While I haven’t looked into the empirical evidence for this, there appears to be something of a consensus about marking, based on the following points.
- Marking is more effective if it provides useful feedback for improvement.
- Marking is even more effective, if students can be made to pay attention to this feedback; for instance, by giving them time in lessons in which they have to respond to it in writing.
Now, I am not going to try to make a case for this, it just seems to be the settled consensus and I don’t know of an argument against it (although I’d be fascinated to hear one). What I am about to say, the heresy I am about to commit, does not involve denying any of the above. However, despite accepting both claims I would like to make a case for “flick and tick”; for brief marking based on a half-arsed skimming of what is in a student’s book. Yes, that’s right. I am going to argue that the teacher who just puts a tick on every page and occasionally writes “well done” or “not enough work” is not actually a monster.

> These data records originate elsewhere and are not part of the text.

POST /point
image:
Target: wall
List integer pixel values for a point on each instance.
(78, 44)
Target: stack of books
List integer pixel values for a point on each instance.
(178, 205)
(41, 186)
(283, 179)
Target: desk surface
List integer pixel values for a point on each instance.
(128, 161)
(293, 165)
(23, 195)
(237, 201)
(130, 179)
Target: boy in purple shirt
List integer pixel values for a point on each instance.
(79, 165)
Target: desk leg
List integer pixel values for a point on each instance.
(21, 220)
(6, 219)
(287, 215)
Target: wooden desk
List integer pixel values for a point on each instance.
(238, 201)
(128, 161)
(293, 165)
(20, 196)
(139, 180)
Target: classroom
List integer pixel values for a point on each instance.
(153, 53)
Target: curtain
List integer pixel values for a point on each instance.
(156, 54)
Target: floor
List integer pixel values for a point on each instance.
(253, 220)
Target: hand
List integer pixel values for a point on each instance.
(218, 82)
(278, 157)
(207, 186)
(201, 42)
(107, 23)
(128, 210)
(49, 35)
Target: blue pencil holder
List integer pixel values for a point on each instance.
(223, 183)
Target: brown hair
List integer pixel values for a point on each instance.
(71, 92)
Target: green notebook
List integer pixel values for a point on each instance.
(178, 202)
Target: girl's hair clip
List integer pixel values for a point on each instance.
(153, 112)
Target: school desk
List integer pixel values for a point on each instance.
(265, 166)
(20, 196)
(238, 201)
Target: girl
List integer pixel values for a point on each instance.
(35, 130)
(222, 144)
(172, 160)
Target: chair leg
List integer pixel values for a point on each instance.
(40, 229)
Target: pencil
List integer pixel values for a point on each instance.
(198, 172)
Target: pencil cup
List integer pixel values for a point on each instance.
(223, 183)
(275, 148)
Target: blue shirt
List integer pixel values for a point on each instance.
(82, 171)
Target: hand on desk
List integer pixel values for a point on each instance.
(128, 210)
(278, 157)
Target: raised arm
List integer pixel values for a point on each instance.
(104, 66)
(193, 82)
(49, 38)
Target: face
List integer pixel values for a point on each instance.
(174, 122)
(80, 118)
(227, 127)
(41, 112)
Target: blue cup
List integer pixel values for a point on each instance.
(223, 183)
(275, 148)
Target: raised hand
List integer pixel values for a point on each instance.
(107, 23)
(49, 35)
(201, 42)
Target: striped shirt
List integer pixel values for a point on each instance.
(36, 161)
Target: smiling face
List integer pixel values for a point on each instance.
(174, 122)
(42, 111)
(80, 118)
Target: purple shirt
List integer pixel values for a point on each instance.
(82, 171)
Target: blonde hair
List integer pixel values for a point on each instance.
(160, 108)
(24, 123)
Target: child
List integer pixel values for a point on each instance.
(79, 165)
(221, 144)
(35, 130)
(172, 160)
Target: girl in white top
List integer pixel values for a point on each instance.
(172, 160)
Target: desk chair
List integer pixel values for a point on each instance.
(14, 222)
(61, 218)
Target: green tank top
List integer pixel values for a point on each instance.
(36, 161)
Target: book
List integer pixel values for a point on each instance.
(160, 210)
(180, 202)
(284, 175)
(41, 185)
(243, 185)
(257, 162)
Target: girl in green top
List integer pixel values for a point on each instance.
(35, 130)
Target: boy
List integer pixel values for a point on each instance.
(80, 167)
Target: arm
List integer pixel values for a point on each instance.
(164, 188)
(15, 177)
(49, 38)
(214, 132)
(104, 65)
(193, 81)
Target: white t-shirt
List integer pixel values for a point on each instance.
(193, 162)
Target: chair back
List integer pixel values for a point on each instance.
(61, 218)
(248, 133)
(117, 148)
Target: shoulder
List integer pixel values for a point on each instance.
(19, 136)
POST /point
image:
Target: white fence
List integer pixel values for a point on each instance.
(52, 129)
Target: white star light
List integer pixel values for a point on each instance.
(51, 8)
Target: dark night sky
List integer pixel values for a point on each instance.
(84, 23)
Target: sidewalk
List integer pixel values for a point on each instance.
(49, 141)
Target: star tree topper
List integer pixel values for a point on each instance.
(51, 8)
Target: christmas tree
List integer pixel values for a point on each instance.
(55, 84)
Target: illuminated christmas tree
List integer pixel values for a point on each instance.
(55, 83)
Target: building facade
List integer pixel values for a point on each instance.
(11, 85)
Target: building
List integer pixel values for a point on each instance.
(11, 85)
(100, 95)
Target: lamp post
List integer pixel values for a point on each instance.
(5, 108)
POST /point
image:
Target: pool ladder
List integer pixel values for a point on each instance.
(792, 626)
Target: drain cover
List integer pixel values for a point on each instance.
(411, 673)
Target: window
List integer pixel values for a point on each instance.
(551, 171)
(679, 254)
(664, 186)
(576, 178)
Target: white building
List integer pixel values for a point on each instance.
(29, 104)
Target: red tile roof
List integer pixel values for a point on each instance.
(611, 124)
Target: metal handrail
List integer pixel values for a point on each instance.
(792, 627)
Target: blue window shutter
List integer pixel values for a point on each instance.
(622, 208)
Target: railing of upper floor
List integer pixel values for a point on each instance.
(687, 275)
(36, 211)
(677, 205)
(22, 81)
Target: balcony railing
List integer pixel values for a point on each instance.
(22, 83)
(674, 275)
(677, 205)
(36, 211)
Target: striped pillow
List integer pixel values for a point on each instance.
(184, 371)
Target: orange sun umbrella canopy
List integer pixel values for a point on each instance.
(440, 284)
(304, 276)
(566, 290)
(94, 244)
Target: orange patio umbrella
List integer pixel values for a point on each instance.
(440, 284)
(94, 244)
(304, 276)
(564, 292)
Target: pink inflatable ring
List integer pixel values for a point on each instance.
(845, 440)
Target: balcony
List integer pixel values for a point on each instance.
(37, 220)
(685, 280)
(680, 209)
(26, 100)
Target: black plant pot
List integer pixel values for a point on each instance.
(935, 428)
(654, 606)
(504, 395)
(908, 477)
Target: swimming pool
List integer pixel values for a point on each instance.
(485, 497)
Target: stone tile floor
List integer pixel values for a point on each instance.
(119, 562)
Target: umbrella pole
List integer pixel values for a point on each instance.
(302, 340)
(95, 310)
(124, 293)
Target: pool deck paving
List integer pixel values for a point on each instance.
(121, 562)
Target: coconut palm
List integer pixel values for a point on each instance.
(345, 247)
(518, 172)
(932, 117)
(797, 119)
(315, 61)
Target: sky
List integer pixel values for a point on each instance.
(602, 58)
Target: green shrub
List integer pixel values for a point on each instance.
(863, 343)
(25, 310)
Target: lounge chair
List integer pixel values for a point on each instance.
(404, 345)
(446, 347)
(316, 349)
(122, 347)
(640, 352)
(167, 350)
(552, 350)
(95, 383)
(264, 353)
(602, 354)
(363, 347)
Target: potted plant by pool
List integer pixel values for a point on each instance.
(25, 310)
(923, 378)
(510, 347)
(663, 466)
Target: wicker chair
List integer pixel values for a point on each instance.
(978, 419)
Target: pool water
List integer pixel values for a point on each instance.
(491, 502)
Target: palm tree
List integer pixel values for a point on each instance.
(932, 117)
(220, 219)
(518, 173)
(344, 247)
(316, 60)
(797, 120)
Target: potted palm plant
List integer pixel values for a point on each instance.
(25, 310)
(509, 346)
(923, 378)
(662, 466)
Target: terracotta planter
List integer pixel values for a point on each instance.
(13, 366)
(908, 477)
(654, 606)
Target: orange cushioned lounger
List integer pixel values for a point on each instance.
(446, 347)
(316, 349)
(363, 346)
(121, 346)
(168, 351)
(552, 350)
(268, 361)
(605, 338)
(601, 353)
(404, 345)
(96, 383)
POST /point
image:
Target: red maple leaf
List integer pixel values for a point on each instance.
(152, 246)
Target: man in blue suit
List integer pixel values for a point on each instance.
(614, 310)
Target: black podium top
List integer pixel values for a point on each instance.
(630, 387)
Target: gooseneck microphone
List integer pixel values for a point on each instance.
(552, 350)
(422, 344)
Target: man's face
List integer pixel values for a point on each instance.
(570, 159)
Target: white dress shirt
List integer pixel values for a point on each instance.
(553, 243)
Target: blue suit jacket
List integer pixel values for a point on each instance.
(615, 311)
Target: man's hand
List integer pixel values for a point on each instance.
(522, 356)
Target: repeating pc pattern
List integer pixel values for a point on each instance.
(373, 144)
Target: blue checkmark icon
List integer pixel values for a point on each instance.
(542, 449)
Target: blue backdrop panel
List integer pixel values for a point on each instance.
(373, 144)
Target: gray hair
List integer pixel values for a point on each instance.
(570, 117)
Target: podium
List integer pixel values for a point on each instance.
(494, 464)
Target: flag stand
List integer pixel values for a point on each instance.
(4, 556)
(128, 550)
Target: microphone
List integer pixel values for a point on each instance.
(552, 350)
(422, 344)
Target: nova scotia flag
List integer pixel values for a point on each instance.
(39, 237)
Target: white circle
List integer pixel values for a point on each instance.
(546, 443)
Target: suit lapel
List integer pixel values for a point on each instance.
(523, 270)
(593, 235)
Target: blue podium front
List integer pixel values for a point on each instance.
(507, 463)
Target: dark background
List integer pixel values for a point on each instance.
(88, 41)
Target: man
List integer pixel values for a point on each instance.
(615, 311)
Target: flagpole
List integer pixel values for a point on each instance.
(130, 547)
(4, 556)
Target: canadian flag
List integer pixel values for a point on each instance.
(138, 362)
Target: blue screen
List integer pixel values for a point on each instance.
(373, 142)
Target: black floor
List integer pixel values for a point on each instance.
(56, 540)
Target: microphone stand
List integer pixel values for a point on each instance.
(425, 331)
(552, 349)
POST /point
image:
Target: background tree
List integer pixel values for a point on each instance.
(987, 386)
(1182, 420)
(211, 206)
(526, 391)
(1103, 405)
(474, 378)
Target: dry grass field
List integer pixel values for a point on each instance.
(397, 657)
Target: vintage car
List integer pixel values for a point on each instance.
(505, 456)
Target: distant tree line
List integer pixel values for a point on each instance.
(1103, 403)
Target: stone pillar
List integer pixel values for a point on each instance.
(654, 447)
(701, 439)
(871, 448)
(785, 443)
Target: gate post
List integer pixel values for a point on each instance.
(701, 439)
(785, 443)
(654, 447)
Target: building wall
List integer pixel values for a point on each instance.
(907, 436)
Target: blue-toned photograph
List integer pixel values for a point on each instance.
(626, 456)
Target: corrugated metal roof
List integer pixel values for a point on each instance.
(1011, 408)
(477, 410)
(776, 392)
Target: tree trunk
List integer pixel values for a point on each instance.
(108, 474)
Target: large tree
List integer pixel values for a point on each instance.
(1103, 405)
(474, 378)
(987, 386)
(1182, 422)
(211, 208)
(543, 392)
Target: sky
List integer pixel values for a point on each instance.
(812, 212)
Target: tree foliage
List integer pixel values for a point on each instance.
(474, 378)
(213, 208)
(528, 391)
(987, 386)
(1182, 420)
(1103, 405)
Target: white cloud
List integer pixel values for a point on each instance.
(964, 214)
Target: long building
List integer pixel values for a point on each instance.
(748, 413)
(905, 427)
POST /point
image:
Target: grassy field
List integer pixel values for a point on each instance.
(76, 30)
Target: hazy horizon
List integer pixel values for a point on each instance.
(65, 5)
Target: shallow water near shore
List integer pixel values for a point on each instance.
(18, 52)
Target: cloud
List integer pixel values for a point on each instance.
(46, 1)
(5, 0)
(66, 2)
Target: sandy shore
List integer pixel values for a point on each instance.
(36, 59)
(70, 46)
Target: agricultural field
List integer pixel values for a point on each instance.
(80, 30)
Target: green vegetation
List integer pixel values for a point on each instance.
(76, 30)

Workload is the issue. It is not necessarily helpful to tell a teacher a way to be more effective if it will add to their workload. If you work a full time table, and quite possibly if you don’t, there are dozens of things you could do if only you had more time. It is easy to find more ways to be more effective.
- create the perfect resource for your next lesson;
- differentiate more;
- eat healthily and exercise;
- phone home to (or invite in) the parents of that one particularly difficult kid
- ask for your union’s help in stopping SMT obstructing you
- put that thing you were going to write on the board onto a powerpoint;
- tidy your classroom;
- perfect your seating plans;
- observe highly effective colleagues;
- get enough sleep;
- chase up that kid who owes you a detention.
There is always something extra to do. Knowing the most effective way of marking is only of limited help. What teachers actually need is the most efficient way of marking: the method of marking that will do the most good in the least time. And if you have anything other than the most committed and motivated students, or classes so small you can check classwork in the lesson, the biggest pay-off from every minute spent marking is going to be from the time spent simply checking that the kids have been working in the lesson and identifying and warning the kids who aren’t, and the time spent making it clear to the hard-working kids that you have looked in their books and you are aware of, and appreciate, all they’ve done.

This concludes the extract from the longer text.